While the "was" in that comment unintentionally stung, the rest of Saturday's concert concertedly hit home just how much Simonett's own band remains an evolving, improving, thriving unit as it nears its 20th anniversary.

More than a third of Trampled's setlist comprised mostly well-received songs off the group's month-old album, "Alpenglow," including the first three of the night: "It's So Hard to Hold On," "Starting Over" and the Jeff Tweedy-penned "A Lifetime to Find."

The bandleader of Wilco, Tweedy produced Trampled's new record and helped spark some playfulness in the vocal harmonies and string arrangements, qualities that played out beautifully live in both "On the Highway" and "All the Good Times Are Gone."

Tweedy's influence on Simonett's songwriting also showed up in the lushly painted "Burlesque Desert Window" — a spirited singalong bound to become a new live staple — and in "Central Hillside Blues," a starker new one about the band's hometown and its slow but inevitable changes.

"They ripped up the streets in old Duluth," sang Simonett, who (like two other members) now lives in the Twin Cities. "A violent reminder of an older truth / Nothing's the same, how could it be? / When I'm not the devil that I used to be."

Things still got devilish here and there. The band intermittently dropped in some of its most high-wired, rapidly picked old favorites, such as "Victory," "Wait So Long," "Annihilate" and "Codeine," prompting the nearly 8,000 fans — a remarkable range agewise from teens to seniors — to turn the Armory's sprawling general-admission area into a giant dance floor.

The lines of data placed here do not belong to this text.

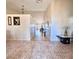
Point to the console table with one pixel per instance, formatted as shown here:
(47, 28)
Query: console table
(64, 39)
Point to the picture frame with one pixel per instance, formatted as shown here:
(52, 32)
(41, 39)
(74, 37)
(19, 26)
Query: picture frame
(9, 20)
(16, 20)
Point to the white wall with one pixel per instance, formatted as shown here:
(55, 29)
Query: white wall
(19, 32)
(58, 14)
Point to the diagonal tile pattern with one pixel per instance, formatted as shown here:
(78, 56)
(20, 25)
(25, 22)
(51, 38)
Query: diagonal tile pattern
(20, 49)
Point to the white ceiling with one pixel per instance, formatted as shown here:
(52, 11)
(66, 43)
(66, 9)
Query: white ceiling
(29, 5)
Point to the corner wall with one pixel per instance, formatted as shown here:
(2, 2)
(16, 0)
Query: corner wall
(59, 14)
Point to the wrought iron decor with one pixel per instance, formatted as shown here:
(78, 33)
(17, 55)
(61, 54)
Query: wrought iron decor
(16, 20)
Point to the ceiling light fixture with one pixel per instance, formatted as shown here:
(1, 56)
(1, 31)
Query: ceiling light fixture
(38, 1)
(22, 9)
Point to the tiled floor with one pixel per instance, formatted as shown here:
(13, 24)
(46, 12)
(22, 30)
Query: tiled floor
(19, 49)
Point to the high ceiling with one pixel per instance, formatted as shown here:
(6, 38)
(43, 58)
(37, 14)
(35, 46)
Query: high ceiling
(29, 5)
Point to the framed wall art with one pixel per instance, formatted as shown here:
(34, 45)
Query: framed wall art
(16, 20)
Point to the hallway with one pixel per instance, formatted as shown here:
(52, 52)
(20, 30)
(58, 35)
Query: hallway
(21, 49)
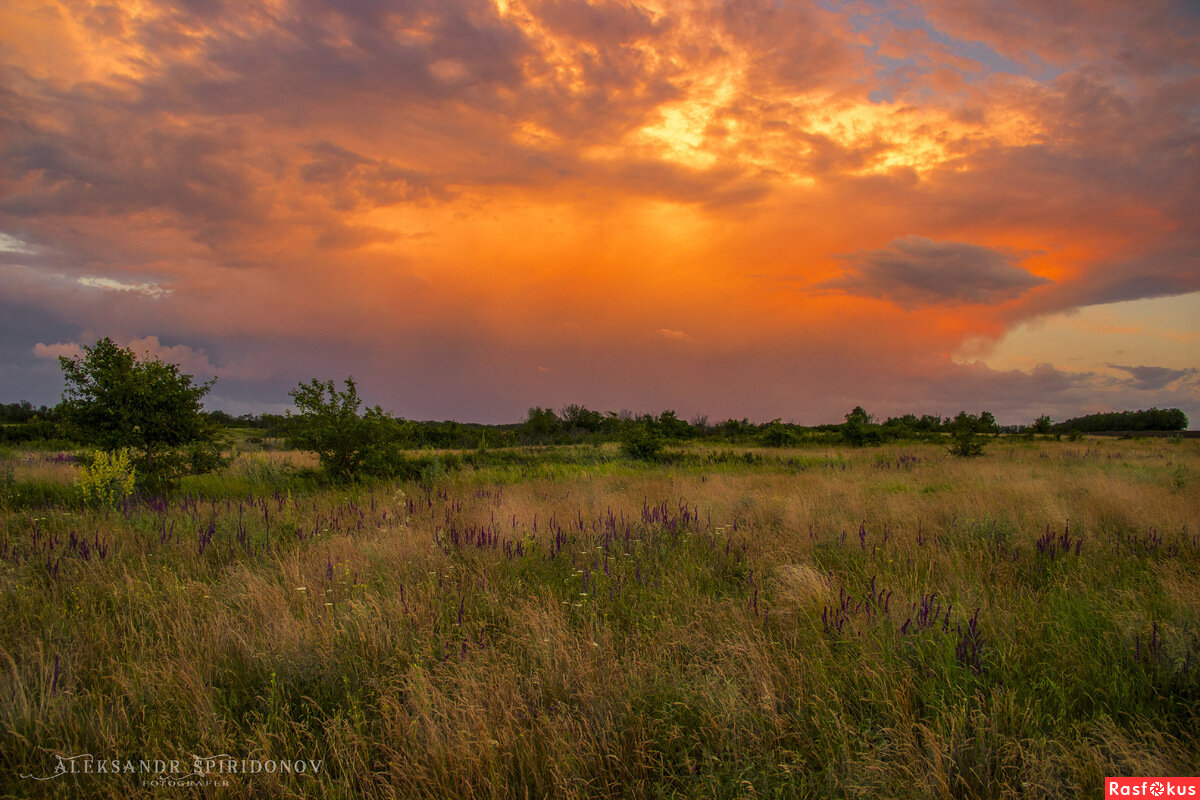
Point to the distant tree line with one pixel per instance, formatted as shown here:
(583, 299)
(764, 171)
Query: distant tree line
(1155, 419)
(148, 411)
(580, 425)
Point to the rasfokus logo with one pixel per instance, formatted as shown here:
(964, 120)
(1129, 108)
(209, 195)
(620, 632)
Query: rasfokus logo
(1152, 787)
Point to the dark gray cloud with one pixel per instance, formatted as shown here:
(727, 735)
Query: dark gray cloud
(916, 271)
(1153, 378)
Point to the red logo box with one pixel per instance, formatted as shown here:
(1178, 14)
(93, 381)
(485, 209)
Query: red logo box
(1152, 787)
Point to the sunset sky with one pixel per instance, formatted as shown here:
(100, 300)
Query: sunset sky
(732, 209)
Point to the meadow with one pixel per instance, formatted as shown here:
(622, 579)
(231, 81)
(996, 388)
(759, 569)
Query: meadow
(568, 623)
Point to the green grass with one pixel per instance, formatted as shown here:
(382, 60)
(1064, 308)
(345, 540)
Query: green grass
(567, 623)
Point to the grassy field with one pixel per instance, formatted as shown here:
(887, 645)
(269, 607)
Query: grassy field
(877, 623)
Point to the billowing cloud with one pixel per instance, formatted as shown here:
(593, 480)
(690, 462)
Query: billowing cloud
(917, 271)
(1155, 378)
(477, 206)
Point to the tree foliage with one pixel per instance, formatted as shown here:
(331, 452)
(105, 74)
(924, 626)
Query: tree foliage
(117, 401)
(1155, 419)
(965, 441)
(348, 444)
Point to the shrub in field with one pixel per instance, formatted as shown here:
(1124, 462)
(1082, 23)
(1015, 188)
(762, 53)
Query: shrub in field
(965, 441)
(857, 429)
(348, 445)
(118, 401)
(777, 434)
(108, 480)
(643, 443)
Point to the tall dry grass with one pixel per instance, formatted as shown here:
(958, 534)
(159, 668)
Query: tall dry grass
(888, 621)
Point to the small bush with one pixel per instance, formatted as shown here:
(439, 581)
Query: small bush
(108, 480)
(645, 444)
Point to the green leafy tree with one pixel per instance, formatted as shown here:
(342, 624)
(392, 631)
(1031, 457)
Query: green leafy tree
(348, 444)
(643, 443)
(117, 401)
(856, 429)
(777, 434)
(965, 441)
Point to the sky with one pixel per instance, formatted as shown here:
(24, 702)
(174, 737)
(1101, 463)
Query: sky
(733, 209)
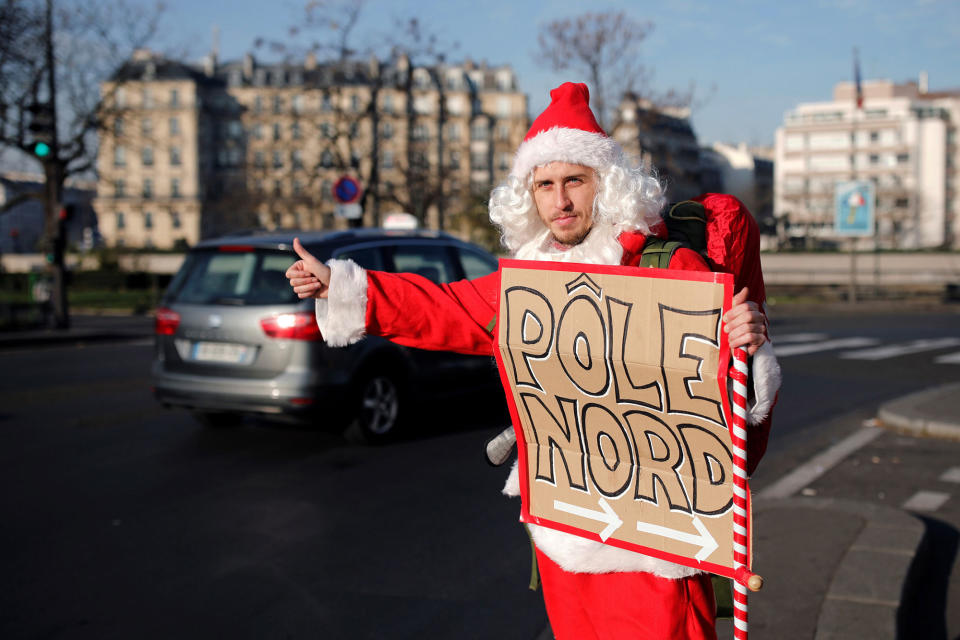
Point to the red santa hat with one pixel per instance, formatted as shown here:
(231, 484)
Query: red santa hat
(566, 131)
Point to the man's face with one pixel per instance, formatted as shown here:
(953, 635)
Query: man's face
(564, 196)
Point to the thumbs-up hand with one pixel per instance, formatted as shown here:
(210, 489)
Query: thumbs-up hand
(309, 277)
(745, 323)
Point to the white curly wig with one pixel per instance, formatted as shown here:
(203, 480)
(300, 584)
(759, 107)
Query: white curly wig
(628, 197)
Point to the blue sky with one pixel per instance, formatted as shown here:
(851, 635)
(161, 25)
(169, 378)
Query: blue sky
(750, 60)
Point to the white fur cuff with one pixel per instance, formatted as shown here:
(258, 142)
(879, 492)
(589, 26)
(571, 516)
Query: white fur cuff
(766, 383)
(342, 316)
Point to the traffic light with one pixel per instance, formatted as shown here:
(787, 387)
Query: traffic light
(41, 129)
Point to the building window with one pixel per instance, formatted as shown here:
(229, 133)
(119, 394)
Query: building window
(478, 130)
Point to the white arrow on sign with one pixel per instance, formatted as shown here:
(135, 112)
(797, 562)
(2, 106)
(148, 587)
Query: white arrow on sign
(607, 515)
(703, 539)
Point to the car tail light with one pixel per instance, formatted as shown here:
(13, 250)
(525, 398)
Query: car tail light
(301, 325)
(166, 322)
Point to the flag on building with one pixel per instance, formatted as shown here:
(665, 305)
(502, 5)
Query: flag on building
(856, 79)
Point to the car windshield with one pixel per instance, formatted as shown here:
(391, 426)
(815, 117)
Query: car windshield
(234, 276)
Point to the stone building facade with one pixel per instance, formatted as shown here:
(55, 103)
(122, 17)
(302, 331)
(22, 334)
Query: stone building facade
(191, 152)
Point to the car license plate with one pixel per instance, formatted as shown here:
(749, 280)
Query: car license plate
(221, 352)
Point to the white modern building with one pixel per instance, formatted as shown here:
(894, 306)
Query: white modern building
(903, 138)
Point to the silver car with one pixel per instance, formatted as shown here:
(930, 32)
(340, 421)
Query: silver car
(232, 338)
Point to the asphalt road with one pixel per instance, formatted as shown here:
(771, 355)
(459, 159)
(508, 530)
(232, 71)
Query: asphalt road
(125, 520)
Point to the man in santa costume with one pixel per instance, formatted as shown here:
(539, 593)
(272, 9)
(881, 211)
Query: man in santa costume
(571, 196)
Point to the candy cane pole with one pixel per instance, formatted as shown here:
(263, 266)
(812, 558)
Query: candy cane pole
(743, 579)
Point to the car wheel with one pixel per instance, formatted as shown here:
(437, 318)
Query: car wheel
(380, 406)
(217, 419)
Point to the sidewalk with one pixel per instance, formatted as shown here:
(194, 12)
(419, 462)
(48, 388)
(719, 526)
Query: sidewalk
(849, 561)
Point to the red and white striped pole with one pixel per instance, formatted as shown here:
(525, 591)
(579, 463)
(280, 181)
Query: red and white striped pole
(743, 578)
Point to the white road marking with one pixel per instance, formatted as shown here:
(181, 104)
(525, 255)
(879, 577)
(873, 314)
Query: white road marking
(819, 464)
(950, 358)
(926, 501)
(951, 475)
(826, 345)
(800, 337)
(894, 350)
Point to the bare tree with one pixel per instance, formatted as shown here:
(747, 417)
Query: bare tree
(605, 47)
(52, 60)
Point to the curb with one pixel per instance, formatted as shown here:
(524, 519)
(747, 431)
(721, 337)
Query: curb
(866, 589)
(919, 413)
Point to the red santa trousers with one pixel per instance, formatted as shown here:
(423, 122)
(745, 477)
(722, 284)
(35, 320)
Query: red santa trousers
(627, 606)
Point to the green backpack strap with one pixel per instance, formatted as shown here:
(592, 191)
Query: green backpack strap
(657, 252)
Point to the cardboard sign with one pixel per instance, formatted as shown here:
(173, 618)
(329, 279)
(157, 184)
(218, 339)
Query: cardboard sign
(616, 381)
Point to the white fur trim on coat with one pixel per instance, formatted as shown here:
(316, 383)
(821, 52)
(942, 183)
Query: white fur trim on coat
(342, 316)
(766, 383)
(565, 145)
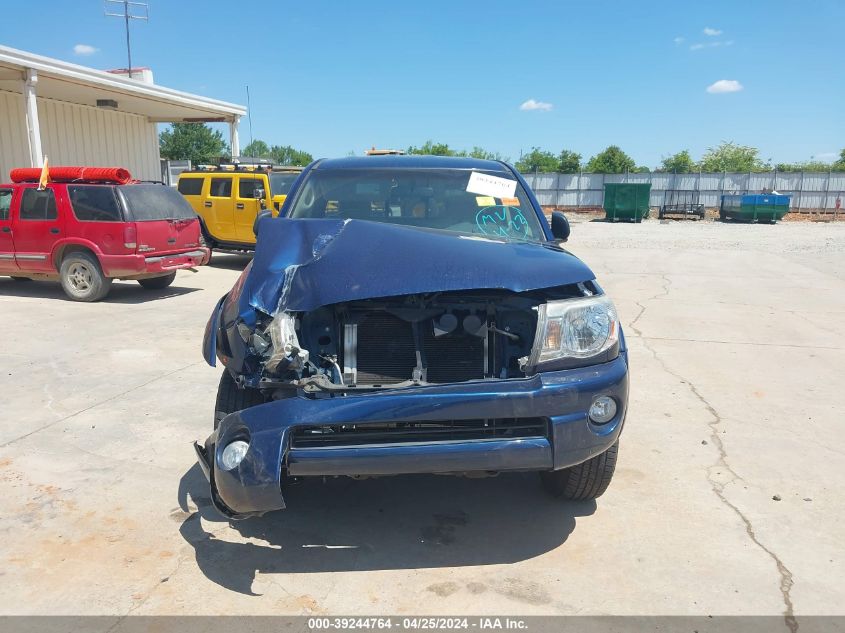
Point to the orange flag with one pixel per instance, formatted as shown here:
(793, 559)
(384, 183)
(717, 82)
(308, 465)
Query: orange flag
(45, 176)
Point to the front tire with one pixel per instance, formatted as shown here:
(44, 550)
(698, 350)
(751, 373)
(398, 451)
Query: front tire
(158, 283)
(82, 278)
(588, 480)
(231, 398)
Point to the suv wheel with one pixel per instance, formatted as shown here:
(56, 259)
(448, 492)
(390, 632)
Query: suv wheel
(231, 398)
(584, 481)
(82, 278)
(157, 283)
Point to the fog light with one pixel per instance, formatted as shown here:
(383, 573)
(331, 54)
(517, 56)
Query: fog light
(233, 454)
(603, 410)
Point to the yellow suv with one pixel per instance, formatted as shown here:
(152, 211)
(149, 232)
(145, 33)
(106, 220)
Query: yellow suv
(224, 199)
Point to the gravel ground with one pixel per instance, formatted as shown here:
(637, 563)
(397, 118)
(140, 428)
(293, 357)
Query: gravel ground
(818, 245)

Former Duluthian blues and folk troubadour Charlie Parr — who got his start playing to about 1/200th as many people a mile from the Armory at the Viking Bar — put on his usual devil-may-care, all-acoustic performance in the opening slot to great effect, despite the challenges of playing to thousands in such a vast space. Duluth maybe has changed a lot, but thankfully Parr hasn't.